NOS EXPERTS

La Rédaction de L'Eclaireur www.leclaireur-coiffeurs.com

La Rédaction de L'Eclaireur www.leclaireur-coiffeurs.com

L' équipe de la rédaction de L' ECLAIREUR composée de  Brice Thiron, Florence Baumann assisté de l' éditeur Christian GUY ainsi que d' autres contributeurs occasionnels ont  réuni les archives de L'ECLAIREUR,  Vous bénéficiez ainsi de plus de 75 ans d' expérience de la coiffure cumulées par nos équipes,  lesquelles ont interviewé  les plus grands professionnels,  dans tous les métiers.

POSER VOS QUESTIONS POSER VOS QUESTIONS POSER VOS QUESTIONS
06 mars 2011

Pensez vous que cela vaille la peine d' organiser des concours entre collaborateurs ?
Quels avantages et risques?
Merci

Entretenir une -saine- émulation entre collaborateurs, booster le business... Certains coiffeurs votent pour, grâce aux concours !En gros, les concours se divisent en deux grandes familles : les challenges sur la vente (de produits, éventuellement aussi de certaines prestations), et les concours de type «artistique». Le principe étant, schématiquement, dans un cas de «booster» le business, et dans l’autre, de stimuler la
créativité des équipes. Ce qui rejaillit d’ailleurs aussi sur le chiffre d’affaires.

INSTALLER LE RÉFLEXE «REVENTE»
«Dans notre groupe, développe Max Colléatte (salons Max’s et Chic et choc, dans le Pas-de-Calais et le nord-est de la France), on organise 3 ou 4 challenges dans l’année, souvent en relation avec des promotions ou des offres à la clientèle.» Ainsi, en janvier, l’opération Pyramide porte sur la couleur, la forme, la revente. «Les collaborateurs remplissent une grille, formée de petites cases alignées en pyramide.
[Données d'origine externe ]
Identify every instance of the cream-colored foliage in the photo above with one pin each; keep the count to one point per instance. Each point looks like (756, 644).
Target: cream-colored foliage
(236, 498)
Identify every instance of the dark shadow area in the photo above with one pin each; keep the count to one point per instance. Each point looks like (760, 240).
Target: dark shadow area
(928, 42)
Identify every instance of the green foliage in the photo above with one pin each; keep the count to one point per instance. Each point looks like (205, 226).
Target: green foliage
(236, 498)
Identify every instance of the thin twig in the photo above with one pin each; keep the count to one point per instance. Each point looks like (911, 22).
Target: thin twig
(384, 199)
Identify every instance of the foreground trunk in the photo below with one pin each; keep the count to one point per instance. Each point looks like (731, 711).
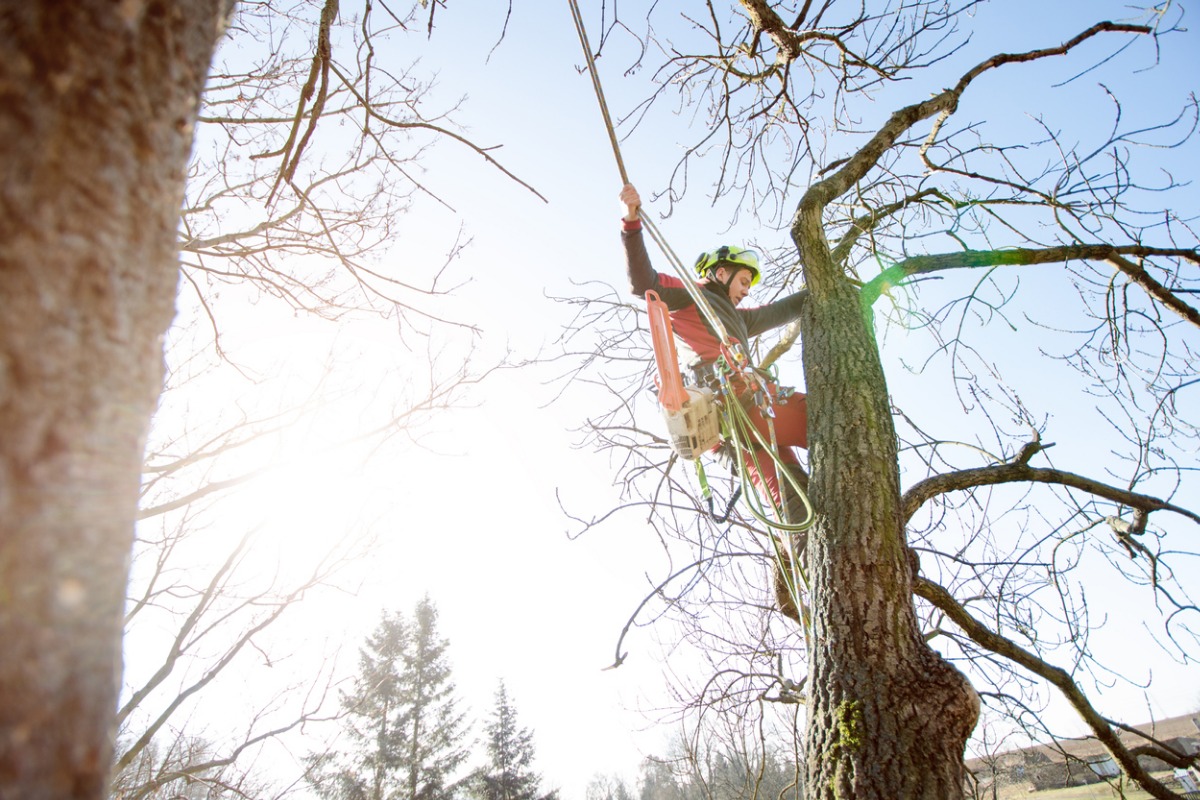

Grosso modo, les premières lignes correspondent aux demandes habituelles de la clientèle ; plus le collaborateur «monte» dans la pyramide, plus il gagne.» Chaque ligne correspond à un montant en euros, qui sera ensuite converti en chèque-cadeau. Difficile de fixer une durée idéale pour les challenges. «Méfiance vis-à-vis des opérations «coup de poing», type 15 jours, avertit Marc Marincamp (Viva la Vie) : le risque, c’est d’aboutir à un forcing auprès de la clientèle parce qu’il y a le fer à repasser à gagner...» L’idée étant au contraire d’installer le réflexe «revente» dans la durée. Chez Philippe Tapprest, le challenge «revente et prestations» court sur toute l’année. «Pour que la pression ne retombe pas, on affiche les résultats mois par mois dans la salle du personnel.» Un livret récapitule les cadeaux à gagner, avec en face le nombre de points. Chaque produit vendu rapporte un certain nombre de points. «En ce moment, comme je souhaite développer l’esthétique, notamment la pédicurie et la manucurie, toute prestation vendue dans ces deux domaines rapporte aussi des points.» Si l’on ne veut pas que ce soit «toujours les mêmes» qui gagnent, on peut changer régulièrement les règles du jeu. Ainsi, dans le groupe de Max Colléatte, certains challenges portent non pas sur le chiffre «brut», mais sur la meilleure progression par rapport à l’année précédente. «Chacun a ainsi une chance de gagner !» souligne Max Colléatte. Comme l’objectif affiché est que chacun progresse, il est bienvenu d’établir un lien avec la politique de formation du salon : stages revente pour ceux qui ont du mal, par exemple...
ARTISTIQUE : AGITATEUR DE CRÉATIVITÉ...
Philippe Tapprest organise aussi 3 fois par an un concours axé «artistique», qui voit ses 2 salons s’affronter. Sans thème, mais avec une consigne : un résultat commercial et moderne qui reflète la philosophie Philippe Tapprest, c’est-à-dire des cheveux sains et brillants. «C’est un peu comme à la Star Ac’ ! Chaque équipe doit non seulement réaliser un modèle complet (coupe, couleur, maquillage), mais aussi être capable de présenter son travail sur scène, et d’en parler de manière professionnelle.» Parfois, le concours artistique prend l’aspect d’un «one shot» : dans le groupe Max Colléate, plutôt tourné vers les challenges revente ou prestations, une compétition artistique a pimenté la soirée qui célébrait les 30 ans du groupe.
Pour ce type de compétition, les collaborateurs peuvent-ils s’entraîner sur les heures de travail ? Délicate question... «Chez nous, c’est exclusivement sur leur temps de travail !» affirme Magaly de Geyter (Carré d’Art, à Reims). «ça doit rester un plaisir...» Dans certains salons, c’est moitié-moitié... sachant que tout ce qui touche aux horaires de travail est hautement sensible. Donc, si une partie des entraînements se font sur le temps personnel, il faut vraiment que ce soit sur la base du volontariat.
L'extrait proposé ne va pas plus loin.